进入ECS,并访问上传文件的目录,使用如下Shell命令解压缩文件。
unzip tpch_query_updated_20210721.zip
您可以使用如下方式执行TPC-H的查询语句。查询语句具体内容,请参见TPC-H 22条查询语句。
使用pgbench工具,执行单条查询。
TPC-H共有22条语句,例如您需要执行Q6语句,则具体语句为
6.sql
PGUSER=<AccessID> PGPASSWORD=<AccessKey> PGDATABASE=<Database> pgbench -h <Endpoint> -p <Port> -c <Client_Num> -T <Query_Seconds> -n -f xxx.sql
使用Shell脚本,批量执行22条查询,并将结果输出到文件hologres_tpch_test.out中。
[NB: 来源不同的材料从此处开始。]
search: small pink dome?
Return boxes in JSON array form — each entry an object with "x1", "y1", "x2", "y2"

rm -f hologres_tpch_test.out echo `date +"%Y-%m-%d %H:%M:%S"` begin >> ./hologres_tpch_test.out for i in {1..22} do PGUSER=<AccessID> PGPASSWORD=<AccessKey> PGDATABASE=<Database> pgbench -h <Endpoint> -p <Port> -c <Client_Num> -T <Query_Seconds> -n -f ./tpch_query_updated_20210721/q${i}.sql >> ./hologres_tpch_test.out done
具体参数说明如下所示:
参数
说明
PGUSER
当前阿里云账号的AccessKey ID。
您可以单击AccessKey 管理,获取AccessKey ID。
PGPASSWORD
当前阿里云账号的AccessKey Secret。
您可以单击AccessKey 管理,获取AccessKey Secret。
-h
Hologres实例的网络地址(Endpoint)。
您可以进入Hologres管理控制台的实例详情页,从网络信息区域获取网络地址。
-p
Hologres实例的端口(Port)。
您可以进入Hologres管理控制台的实例详情页,从网络信息区域获取实例端口。
-d
Hologres指定实例中的数据库名(Database)。
-c
客户端数目,即并发度(Client_Num)。
本示例取值为1,由于该测试仅测试查询性能,不测试并发,将并发度置为1即可。
-T
每个客户端需要执行的每个Query的压测时长(Query_Seconds,秒)。例如本示例取值为300。
-f
压力测试的SQL语句。
当您执行单条查询时,执行语句为
xxx.sql
TPC-H共有22条语句,如您需要执行Q6语句,则具体语句为6.sql
当您执行批量查询时,批量脚本中该参数的取值无需修改。
TPC-H 22条查询语句具体内容,请参见TPC-H 22条查询语句。
您可以通过查看hologres_tpch_test.out得到查询结果。其中,
transaction type
表示执行具体的SQL文件。latency average
表示对应SQL文件的3次查询的平均时间。2021-03-23 03:50:54 begin pghost: hgpostcn-cn-oew21c935002-cn-hangzhou.hologres.aliyuncs.com pgport: 80 nclients: 1 nxacts: 3 dbName: tpch_100 transaction type: ./tpch_data_tpch_query/1.sql scaling factor: 1 query mode: simple number of clients: 1 number of threads: 1 number of transactions per client: 3 number of transactions actually processed: 3/3 latency average = 76.936 ms tps = 12.997850 (including connections establishing) tps = 15.972757 (excluding connections establishing) ...
Key/Value点查场景测试
Key/Value点查场景测试,您需要创建表并导入数据。数据导入完成后,可以生成查询语句并进行查询测试。具体步骤如下:
创建表
Key/Value点查场景测试继续使用OLAP查询场景创建的数据库,使用TPCH数据集中的ORDERS表进行测试。您在使用psql连接Hologres后即可运行如下命令创建表。psql连接Hologres操作,请参见连接psql参数说明。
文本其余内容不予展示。